Rubel, savaş dolayısiyle ihracat fazlası elde ediyor. Enerji dünya çapında azaldığı için doğal gaz ve petrol fiyatları yükseliyor. Rusya, gaz musluklarını kapatması nedeniyle daha az enerji satıyor ama, toplamında, savaş öncesinin iki katını tahsil ediyor. Rusya döviz rezervleri, finansman hizmetleri veren Bloomberg’in tahminlerine göre yıl sonuna kadar yaklaşık 285 milyar dolara yükselebilir.
Yani Rusya yabancı para içinde yüzüyor. Ama bir kez daha görülüyor ki tek başına dövizler de pek fazla yararlı olamıyor. Çünkü Batılı yaptırımlar Ruslar’ın dünya piyasalarında harıl harıl alışveriş yapabilmelerini engelliyor. Aslında arzulanan ileri teknolojilere üçüncü ülkeler ya da aracılar vasıtasıyla sahip olunabilir. Ama bu tür kamuflaj aksiyonları nadir ve pahalı.
Her halûkarda Ruslar bir şekilde “zorunlu tasarruf” yapıyorlar. Büyük miktarlarda döviz istifliyorlar, çünkü Batı ülkelerinden fazla birşey satın alamıyorlar. Böylelikle, finans piyasalarında Rubel kurunu desteklemek ve sanki Rus ekonomisi kuvvetten patlayacakmış hissini uyandırmak için yeterince Dolar arta kalıyor. Süddeutsche Zeitung Putin’in Rusya’sını şöyle başlıklandırdı: “Şaşırtıcı savaş ekonomisi”.
Rusya Merkez Bankası bile aşağıya doğru gidiş olduğunu itiraf ediyor
Ama Rusya sadece güzel bir kamuflaj yapıyor, çünkü ekonomik durum felaket. Batı memnun olabilir: Yaptırımları çok keskin bir silah!
Rusya Merkaz Bankası bile aşağıya doğru bir gidiş olduğunu itiraf ediyor. Temmuz tahminlerinde banka resmi olarak, Rusya ekonomisinin yüzde 4 ila 6 arasında küçüleceğini ifade ediyor. Eksi 6 sanki çok tehlikesizmiş gibi kulağa geliyor ama, Rus Bankası’na güven olmaz. Savaşın başından beri yaptığı, sahte bir iyimserlik yaymak! Uzun zamandan beri Rusya’da ekonomi savaşından bir enformasyon savaşı da ortaya çıktı.

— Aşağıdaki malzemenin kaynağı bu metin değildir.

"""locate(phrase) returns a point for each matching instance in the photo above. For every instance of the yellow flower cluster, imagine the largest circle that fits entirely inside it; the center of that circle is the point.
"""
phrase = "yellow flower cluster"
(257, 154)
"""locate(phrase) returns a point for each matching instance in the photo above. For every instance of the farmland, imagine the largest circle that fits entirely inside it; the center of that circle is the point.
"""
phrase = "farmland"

Her halûkarda Merkez Bankası’nın basın açıklamaları, sanki bunlar paralel bir dünyada oluşmuş izlenimini veriyor. Putin’in Ukrayna’daki savaşı üzerine tek bir laf edilmiyor, kullanılmasına izin verilen “spesyal operasyon” kelimesi bile ifade edilmiyor. Bunun yerine Merkez Bankası , „enflasyon beklentileri“ ve “azalan tüketim talebi” konusunda atıp tutarak bir makro ekonomik normalite görüntüsünü sahneliyor. Komşu ülkeye yapılan caniyane saldırı, “dış çevrenin rus ekonomisini zorlamaya devam edeceği” şeklindeki masum, tumturaklı sözlerle kılıflandırılıyor.
Tabii ki bir diktatörlüğün kendi istatistiklerini iyileştirmesi bir sürpriz değil. Ama dikkati çeken, Batı’nın rus hesaplamalarını kabul etmesi. Mesela Uluslarararası Para Fonu (IMF) salı günü, bu yıl Rusya’nın sadece %6 küçüleceği tahminini üstlendi.

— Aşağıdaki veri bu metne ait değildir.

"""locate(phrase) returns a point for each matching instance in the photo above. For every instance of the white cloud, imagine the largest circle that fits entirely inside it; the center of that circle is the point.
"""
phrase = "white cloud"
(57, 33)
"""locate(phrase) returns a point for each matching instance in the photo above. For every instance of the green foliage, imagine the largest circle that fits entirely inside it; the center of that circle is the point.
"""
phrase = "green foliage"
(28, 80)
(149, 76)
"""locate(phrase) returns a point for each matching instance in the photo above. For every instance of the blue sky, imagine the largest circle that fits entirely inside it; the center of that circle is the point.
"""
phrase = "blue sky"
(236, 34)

Mamafih IMF, Rus istatistik kurumlarının mayıs ayından beri sağlam veriler yayınlamaması problemi ile baş etmek durumunda. Yaptırımların altının oyulup oyulmadığını Batı’nın teşhis etmemesi için ihracatlar ve ithalatlar üzerine sımsıkı susuluyor. Yurtiçi üretim konusunda da sayılar ortada yok, zira son sayılar felaket idi. 2022’nin Nisan’ında geçen yıla oranla %85,4 daha az araba üretilmiş, bu oran çamaşır makinalarında eksi %59, elevatorlarda eksi %48 ve buzdolaplarında eksi %46.

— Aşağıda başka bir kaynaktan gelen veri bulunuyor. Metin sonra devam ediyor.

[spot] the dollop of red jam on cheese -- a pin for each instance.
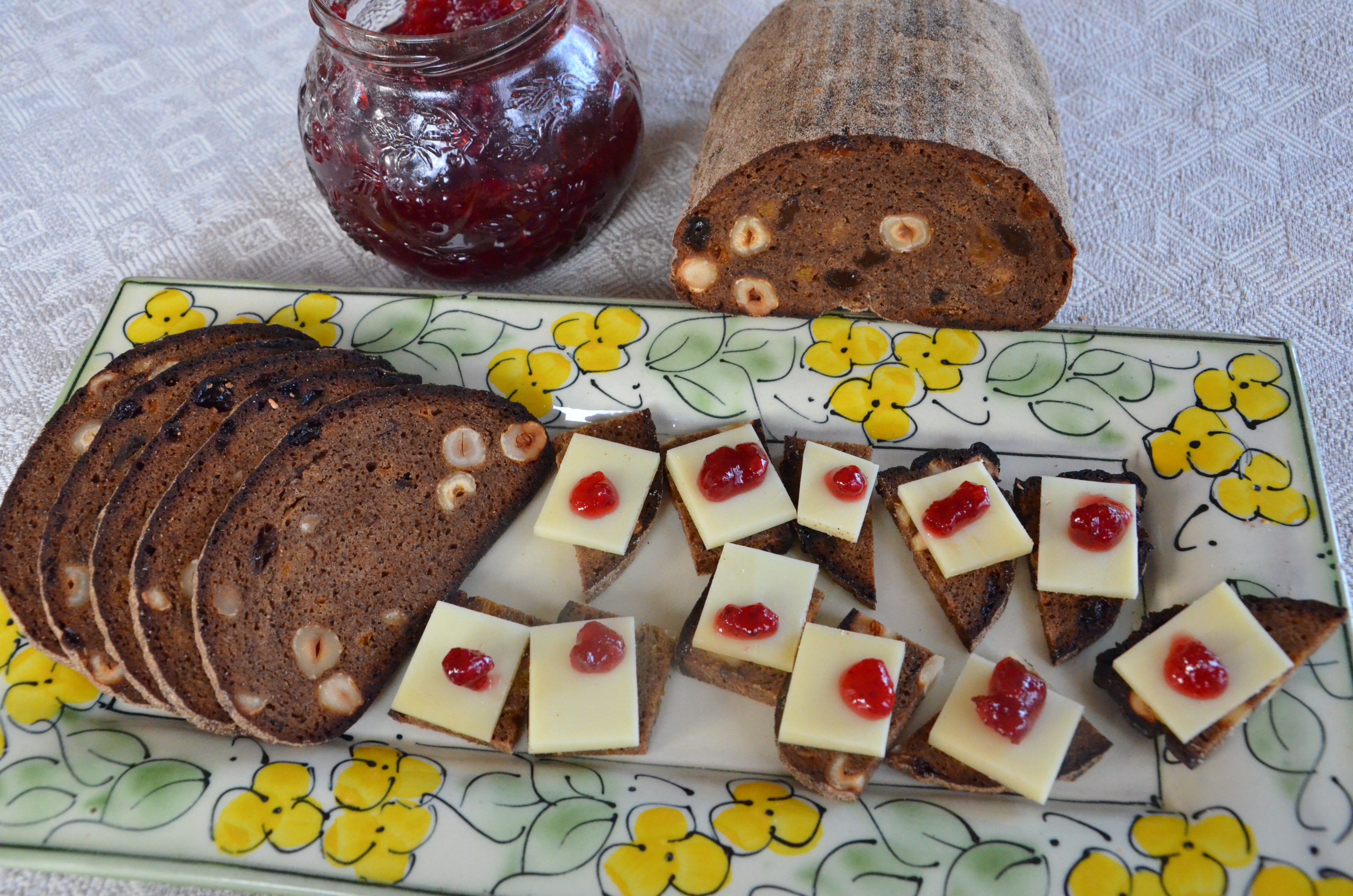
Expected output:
(747, 623)
(1194, 671)
(868, 690)
(467, 668)
(731, 472)
(1099, 524)
(1014, 700)
(965, 505)
(599, 649)
(594, 497)
(848, 484)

Putin, ticari ilişkilerin çökmesinin Batı’da da veri izi bırakmasını engelleyemiyor
Gerekirse çamaşır makinesi olmadan da yaşanabilir ama, bu sayılar temel problemi gözler önüne seriyor: ABD’den düşünce kuruluşu Carnegie’nin hesapladığına göre, yaptırımlar nedeniyle Rusya‘nın ithalatının %62’sini yapması mümnün değil! Batı’dan gelen ön ürünler, rus endüstrisinin üretim yapabilmesi için gerekli. Özellikle ileri teknoloji burada eksik kalıyor.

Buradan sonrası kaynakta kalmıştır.